Eröffnung der IAA Mobility 2023 in München: Bundeskanzler Olaf Scholz, Verkehrsminister Volker Wissing, VDA-Präsidentin Hildegard Müller und VW-Vorstandsvorsitzender Dr. Oliver Blume am Stand des Volkswagen ID. GTI Concept, einem vollelektrischen Kleinwagen.

Scholz war zwar der Gefahr aus Russland begegnet – wenn auch zu zaghaft, wie Grüne und Liberale zu Recht klagten. Dabei hatte er aber zwei weitere Umbrüche unterschätzt: Die deutsche Wirtschaft rutschte schleichend von einer Konjunktur- in eine ernste Strukturkrise, weil drei Säulen des Geschäftsmodells gleichzeitig zu wanken begannen: billige Energie aus Russland, Schutz aus den USA, China als Absatzmarkt. Die schlechte Stimmung drückte zusätzlich aufs Geschäft.

Als Folge des russischen Angriffskriegs suchten zudem 1,2 Millionen Menschen aus der Ukraine Schutz in Deutschland, dazu kamen in den drei Ampeljahren 850’000 Asylsuchende, vor allem aus Syrien, Afghanistan und der Türkei. Diese historisch hohe Zuwanderung überforderte die Aufnahme- und Integrationsmöglichkeiten des Landes. Eine Reihe von Gewalttaten muslimischer Männer schürte ab Mai 2024 zusätzlich Unsicherheit und Wut.

Beiden Entwicklungen sah Scholz lange nur zu, die Klagen aus Gemeinden und Städten überging er genauso wie die Warnungen von Unternehmen und Wirtschaftsverbänden. Der Kanzler beschönigte die Lage, solange es ging. Als es nicht mehr ging, stellte er fest, dass seiner Koalition die Kraft für zwei weitere Zeitenwenden fehlte.

Olaf Scholz, Bundeskanzler, gibt eine Presseerklärung vor dem Rathaus in Magdeburg. Rechts neben ihm steht Reiner Haseloff, Ministerpräsident von Sachsen-Anhalt. Umgeben von Mikrofonen, nehmen auch Steffi Lemke, Bundesministerin für Umwelt, und Nancy Faeser, Bundesministerin des Innern und für Heimat, an der Presseveranstaltung teil.

Scholz liess es an Orientierung und an Führungsstärke mangeln, also an dem, was man von einem Kanzler gemeinhin erwartet. Es gelang ihm weder, seine Regierungspartner zu überzeugen, noch überzeugte er die Bürgerinnen und Bürger. In der Koalition stand ihm vor allem die FDP im Weg, deren Existenzangst die Kooperation zunehmend verunmöglichte. In der Kommunikation hinderte ihn seine emotions- und erklärarme Art, eine echte Verbindung zu den Menschen im Land herzustellen. Sein technokratischer Weiter-so-Stil passte je länger, je weniger zur Lage.

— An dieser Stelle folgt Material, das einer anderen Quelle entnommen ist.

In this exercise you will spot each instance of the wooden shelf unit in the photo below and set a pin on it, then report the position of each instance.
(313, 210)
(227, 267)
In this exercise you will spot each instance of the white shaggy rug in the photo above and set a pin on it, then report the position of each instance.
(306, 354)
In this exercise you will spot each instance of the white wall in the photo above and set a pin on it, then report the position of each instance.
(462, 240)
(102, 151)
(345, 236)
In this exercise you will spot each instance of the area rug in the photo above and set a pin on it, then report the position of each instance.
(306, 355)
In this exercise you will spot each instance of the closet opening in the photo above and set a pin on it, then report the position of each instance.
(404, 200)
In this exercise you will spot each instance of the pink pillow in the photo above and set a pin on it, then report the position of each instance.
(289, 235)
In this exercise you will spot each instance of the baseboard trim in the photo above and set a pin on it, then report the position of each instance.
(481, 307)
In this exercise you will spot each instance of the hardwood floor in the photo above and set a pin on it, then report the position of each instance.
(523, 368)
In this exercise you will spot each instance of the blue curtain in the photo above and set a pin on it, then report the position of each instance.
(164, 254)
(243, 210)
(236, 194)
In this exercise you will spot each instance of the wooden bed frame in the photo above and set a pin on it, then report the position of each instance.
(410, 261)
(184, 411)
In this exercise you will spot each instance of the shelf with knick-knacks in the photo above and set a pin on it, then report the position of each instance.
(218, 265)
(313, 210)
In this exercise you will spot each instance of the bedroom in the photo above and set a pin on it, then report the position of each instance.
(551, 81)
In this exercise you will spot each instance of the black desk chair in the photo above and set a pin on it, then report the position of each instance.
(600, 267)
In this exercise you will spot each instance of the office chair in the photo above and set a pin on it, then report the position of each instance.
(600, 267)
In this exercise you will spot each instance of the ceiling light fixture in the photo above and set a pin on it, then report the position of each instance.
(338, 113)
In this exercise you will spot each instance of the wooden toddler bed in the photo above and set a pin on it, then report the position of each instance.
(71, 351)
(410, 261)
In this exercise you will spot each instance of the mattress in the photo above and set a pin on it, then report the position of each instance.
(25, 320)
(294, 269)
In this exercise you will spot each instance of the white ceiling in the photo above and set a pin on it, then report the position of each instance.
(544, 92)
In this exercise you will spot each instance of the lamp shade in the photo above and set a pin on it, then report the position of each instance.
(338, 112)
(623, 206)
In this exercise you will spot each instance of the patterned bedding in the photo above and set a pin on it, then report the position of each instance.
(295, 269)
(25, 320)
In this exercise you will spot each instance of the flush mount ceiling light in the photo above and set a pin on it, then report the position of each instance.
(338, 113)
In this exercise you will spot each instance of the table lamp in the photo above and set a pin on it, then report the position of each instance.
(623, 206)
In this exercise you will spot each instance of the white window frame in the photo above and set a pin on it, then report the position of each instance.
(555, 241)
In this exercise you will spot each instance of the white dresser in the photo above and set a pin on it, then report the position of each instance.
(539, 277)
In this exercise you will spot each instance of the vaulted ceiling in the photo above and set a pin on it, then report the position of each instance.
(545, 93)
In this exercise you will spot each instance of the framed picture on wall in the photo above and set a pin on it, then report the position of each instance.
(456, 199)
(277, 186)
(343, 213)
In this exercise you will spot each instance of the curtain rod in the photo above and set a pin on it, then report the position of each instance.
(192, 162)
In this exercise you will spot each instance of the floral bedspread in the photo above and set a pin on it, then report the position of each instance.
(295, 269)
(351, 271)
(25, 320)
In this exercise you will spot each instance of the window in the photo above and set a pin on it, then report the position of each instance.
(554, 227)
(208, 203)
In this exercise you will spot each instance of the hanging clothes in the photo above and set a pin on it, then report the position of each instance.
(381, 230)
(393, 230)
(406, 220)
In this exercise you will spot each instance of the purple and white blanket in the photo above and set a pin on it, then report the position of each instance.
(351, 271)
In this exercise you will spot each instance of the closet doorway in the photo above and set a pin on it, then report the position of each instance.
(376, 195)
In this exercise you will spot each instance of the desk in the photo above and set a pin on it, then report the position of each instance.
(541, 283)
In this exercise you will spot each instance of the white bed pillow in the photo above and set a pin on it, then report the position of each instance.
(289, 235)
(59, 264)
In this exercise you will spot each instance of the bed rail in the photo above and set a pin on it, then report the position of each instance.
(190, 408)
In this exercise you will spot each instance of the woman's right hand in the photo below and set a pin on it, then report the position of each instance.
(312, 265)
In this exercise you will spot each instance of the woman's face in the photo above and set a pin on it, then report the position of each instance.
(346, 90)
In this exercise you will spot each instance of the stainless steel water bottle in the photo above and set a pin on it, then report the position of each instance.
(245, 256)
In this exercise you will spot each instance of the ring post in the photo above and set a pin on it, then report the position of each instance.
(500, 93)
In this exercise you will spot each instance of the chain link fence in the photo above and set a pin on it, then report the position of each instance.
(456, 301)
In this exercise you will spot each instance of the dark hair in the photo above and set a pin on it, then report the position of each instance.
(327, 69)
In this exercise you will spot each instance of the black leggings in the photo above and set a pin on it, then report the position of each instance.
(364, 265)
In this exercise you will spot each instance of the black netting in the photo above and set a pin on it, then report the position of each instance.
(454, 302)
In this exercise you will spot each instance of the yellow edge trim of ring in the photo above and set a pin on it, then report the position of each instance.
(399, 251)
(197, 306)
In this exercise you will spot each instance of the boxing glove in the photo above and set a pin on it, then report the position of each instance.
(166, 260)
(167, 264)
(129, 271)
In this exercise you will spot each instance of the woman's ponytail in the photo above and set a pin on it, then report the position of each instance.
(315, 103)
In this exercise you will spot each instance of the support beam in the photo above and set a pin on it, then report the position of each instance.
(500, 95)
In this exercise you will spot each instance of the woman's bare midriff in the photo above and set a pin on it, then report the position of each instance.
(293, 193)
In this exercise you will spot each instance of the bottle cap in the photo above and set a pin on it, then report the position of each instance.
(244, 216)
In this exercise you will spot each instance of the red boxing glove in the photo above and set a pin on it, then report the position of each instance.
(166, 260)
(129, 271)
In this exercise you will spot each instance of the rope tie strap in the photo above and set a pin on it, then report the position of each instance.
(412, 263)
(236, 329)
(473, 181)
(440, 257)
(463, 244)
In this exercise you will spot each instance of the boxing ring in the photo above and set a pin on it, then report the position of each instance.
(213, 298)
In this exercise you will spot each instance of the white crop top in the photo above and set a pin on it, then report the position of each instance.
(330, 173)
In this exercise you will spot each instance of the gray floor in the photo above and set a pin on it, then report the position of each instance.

Nicht alles am Debakel der Ampelregierung ist Scholz’ Schuld, eigene Schwächen haben aber entscheidend dazu beigetragen: Überheblich und belehrend statt neugierig und selbstkritisch trat der hochintelligente Hamburger nicht nur in der Regierung auf, sondern auch, wenn er sich an die Bürgerinnen und Bürger wandte. Er lobte sich zu oft selbst, versuchte die Menschen in Sicherheit zu wiegen, statt ihnen aufzuzeigen, in welch schwieriger Lage das Land ist und welche Anstrengungen jetzt von allen nötig wären.

Die lange politische Karriere von Olaf Scholz wird bald enden

Eigen- und Fremdwahrnehmung klafften am Ende so stark auseinander, dass es der Opposition leichtfiel, den Kanzler als realitätsblind hinzustellen. Der Christdemokrat Friedrich Merz, sein wahrscheinlicher Nachfolger, fragte Scholz im Bundestag immer wieder entgeistert: «In welchem Kosmos leben Sie eigentlich?»

Nach dieser Wahl wird die lange politische Karriere von Olaf Scholz, mittlerweile 66 Jahre alt, aller Voraussicht nach enden. Selbst wenn seine SPD wieder mitregiert, was sehr wahrscheinlich ist, wird er selbst kein Teil mehr davon sein. Der vierte sozialdemokratische Kanzler der Bundesrepublik hatte nach seinem Wahlsieg ein «sozialdemokratisches Jahrzehnt» vorausgesagt. Es ist ein sehr kurzes geworden.